Examples
Timeseries prediction: power consumption in a gym
This example reproduces a simple upstream experiment by making 1-step-ahead predictions on a single regularly-sampled time series of a building's power consumption.
Although HTM is about modelling the brain, this example won't look into that at all and look at it simply as a predictive model.
The time series exhibits daily and weekly patterns, but also mean shifts and non-ergodicity. Here's what a small part of the time series looks like:
We'll use this data in this example. Follow along at the source
HTM model
Encoding
An HTM model doesn't understand numbers for input. It needs large binary vectors that represent other neurons firing. These are called Sparse Distributed Representations (SDRs). Transforming input data into SDRs is called encoding and the important point is to maintain the semantics of the input space under this transformation: if 3.1kW
is considered to be very similar to 3.2kW
, then the corresponding SDRs should also be very similar. Correspondingly the SDR for 5kW
should probably have no similarity.
So what is SDR similarity? As binary vectors, "similarity" is how many 1s they have at the same places, or, the inner product of 2 SDRs, or bitwise(AND)
then reduce(+)
.
similarity(x,y)= sum(x .& y);
A= [0,0,1,0,1,0,1,0];
B= [0,0,1,0,0,0,1,0];
similarity(A,B)
C= [1,1,1,0,0,1,0,1];
similarity(A,C)
1
In this case the encoder is [encode_simpleArithmetic
] and linearly maps a range of real numbers [a,b]
to shifting bit patterns within a fixed length SDR. If the range is [0,1]
, it could look like:
0 -> 1110000000
0.2 -> 0011100000
...
1 -> 0000000111
Spatial Pooler
The SpatialPooler
is a learning algorithm that decorrelates the features of an input space, producing a Sparse Distributed Representation (SDR) of the input space.
It's called SpatialPooler
because input patterns that share a large number of co-active neurons (i.e., that are spatially similar) are grouped together into a common output representation. It is designed to achieve a set of computational properties that support further downstream computations with SDRs, including:
- preserving topology of the input space by mapping similar inputs to similar outputs
- continuously adapting to changing statistics of the input stream
- forming fixed sparsity representations
- being robust to noise
- being fault tolerant
We can evaluate the "mapping property" of the spatial pooler, or if it manages to represent the similarities of the input space in the output:
Temporal memory
After the SDRs have been normalized comes the contextualizing and predictive step, the TemporalMemory
. The TemporalMemory
learns to predict sequences of input SDRs. It represents each input symbol in the temporal context of the symbols that come before it in the sequence and predicts its own activation in the following time step.

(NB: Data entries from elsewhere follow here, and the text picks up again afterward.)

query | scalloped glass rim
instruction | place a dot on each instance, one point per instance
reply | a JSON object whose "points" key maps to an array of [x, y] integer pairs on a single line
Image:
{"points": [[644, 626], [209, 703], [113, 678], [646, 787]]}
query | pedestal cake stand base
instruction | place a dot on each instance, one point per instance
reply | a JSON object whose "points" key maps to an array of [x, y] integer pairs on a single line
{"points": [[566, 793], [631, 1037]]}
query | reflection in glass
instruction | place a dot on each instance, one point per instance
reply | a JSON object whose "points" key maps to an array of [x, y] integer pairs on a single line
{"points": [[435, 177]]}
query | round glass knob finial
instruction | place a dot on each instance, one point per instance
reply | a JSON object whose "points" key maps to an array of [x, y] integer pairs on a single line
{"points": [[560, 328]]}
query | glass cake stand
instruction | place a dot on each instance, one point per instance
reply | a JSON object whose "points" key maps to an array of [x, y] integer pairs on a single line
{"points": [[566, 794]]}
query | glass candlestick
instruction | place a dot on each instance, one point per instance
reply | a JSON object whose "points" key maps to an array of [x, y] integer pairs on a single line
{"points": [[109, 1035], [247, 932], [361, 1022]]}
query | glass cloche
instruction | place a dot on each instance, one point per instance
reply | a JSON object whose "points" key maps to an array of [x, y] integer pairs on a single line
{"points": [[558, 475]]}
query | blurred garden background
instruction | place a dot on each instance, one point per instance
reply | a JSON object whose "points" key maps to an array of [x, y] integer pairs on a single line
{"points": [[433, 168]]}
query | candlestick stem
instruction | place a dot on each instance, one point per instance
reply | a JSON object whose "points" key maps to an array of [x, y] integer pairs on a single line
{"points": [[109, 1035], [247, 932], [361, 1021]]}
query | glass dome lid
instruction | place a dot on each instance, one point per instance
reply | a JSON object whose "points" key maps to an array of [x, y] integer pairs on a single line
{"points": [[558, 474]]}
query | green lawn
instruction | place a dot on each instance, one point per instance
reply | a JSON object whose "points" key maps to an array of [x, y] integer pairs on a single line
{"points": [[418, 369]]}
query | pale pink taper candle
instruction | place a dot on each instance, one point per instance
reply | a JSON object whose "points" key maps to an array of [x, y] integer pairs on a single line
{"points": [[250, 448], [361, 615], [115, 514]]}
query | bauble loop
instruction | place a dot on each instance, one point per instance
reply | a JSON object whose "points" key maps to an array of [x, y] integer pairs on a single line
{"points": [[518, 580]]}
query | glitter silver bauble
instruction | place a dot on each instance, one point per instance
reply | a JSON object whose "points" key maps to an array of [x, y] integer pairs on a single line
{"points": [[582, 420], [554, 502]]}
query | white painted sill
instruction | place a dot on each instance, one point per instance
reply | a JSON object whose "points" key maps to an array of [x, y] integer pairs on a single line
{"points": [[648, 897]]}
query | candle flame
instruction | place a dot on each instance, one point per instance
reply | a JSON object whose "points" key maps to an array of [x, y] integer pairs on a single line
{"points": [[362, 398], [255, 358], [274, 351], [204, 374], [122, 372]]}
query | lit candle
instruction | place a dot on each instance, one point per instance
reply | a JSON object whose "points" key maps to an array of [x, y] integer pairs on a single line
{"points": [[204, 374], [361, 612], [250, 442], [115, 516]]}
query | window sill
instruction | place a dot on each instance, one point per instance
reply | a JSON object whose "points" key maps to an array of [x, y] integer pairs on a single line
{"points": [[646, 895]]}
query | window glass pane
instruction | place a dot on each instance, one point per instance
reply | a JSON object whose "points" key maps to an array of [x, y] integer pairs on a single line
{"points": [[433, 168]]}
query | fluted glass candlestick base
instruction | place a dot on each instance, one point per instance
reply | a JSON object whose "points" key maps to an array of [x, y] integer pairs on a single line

This prediction is the TM's output, another SDR that we must decode to bring it back out from the model's internal representation. Decoding however is more complicated than encoding, because the only information we have to associate the TM's activations with the input symbols is that they represent the input symbol in a temporal context. What might help us is discovering a function that maps internal representations to the input symbols that they should represent.
We can train a simple learning algorithm (eg 1-layer neural network) to decode the TM, by using the actual encodings as ground truth. If we want to predict k
time steps into the future, then at time t
we update the learning algorithm with error signal
$e_t = D(Π_{t-k}) - u_t$
where Π
is the TM's prediction, an SDR, D(Π)
is the decoding of the prediction, and u
is the input.
Here, the decoder SDRClassifier
actually outputs a probability distribution over all the encoder's classes.
Prediction results
- Blue: original time series
- Red: prediction 1 step ahead
To make the prediction above proper dimensions were chosen for the algorithms, but their various tuning parameters weren't tuned a lot. The error metric is MASE, calculated on a 10-day sliding window.
The learning parts of the system are:
- Spatial Pooler
- Temporal Memory
- Decoder
In this example they're all learning simultaneously, but the spatial pooler's learning can be considered an optimization. The important learning components are the temporal memory and the deoder.
Before the system has learned anything the decoder outputs a more or less static value in the middle of the encoding range. Gradually, the most frequent patterns of the time series start being recognised: the daily fluctuations. Weekends take more time, as what counts is the number of times a pattern has been seen. But is the prediction good in any case?
After about 600 steps the HTM model does a bit better than simply predicting the current value for the next value and starts hitting the daily peaks. From step 1200 on the frequency of small unpredictable events increases and the accuracy starts dropping. However the mean shift at 1750 is handled gracefully and doesn't increase the error further. The HTM adapts to the new statistics.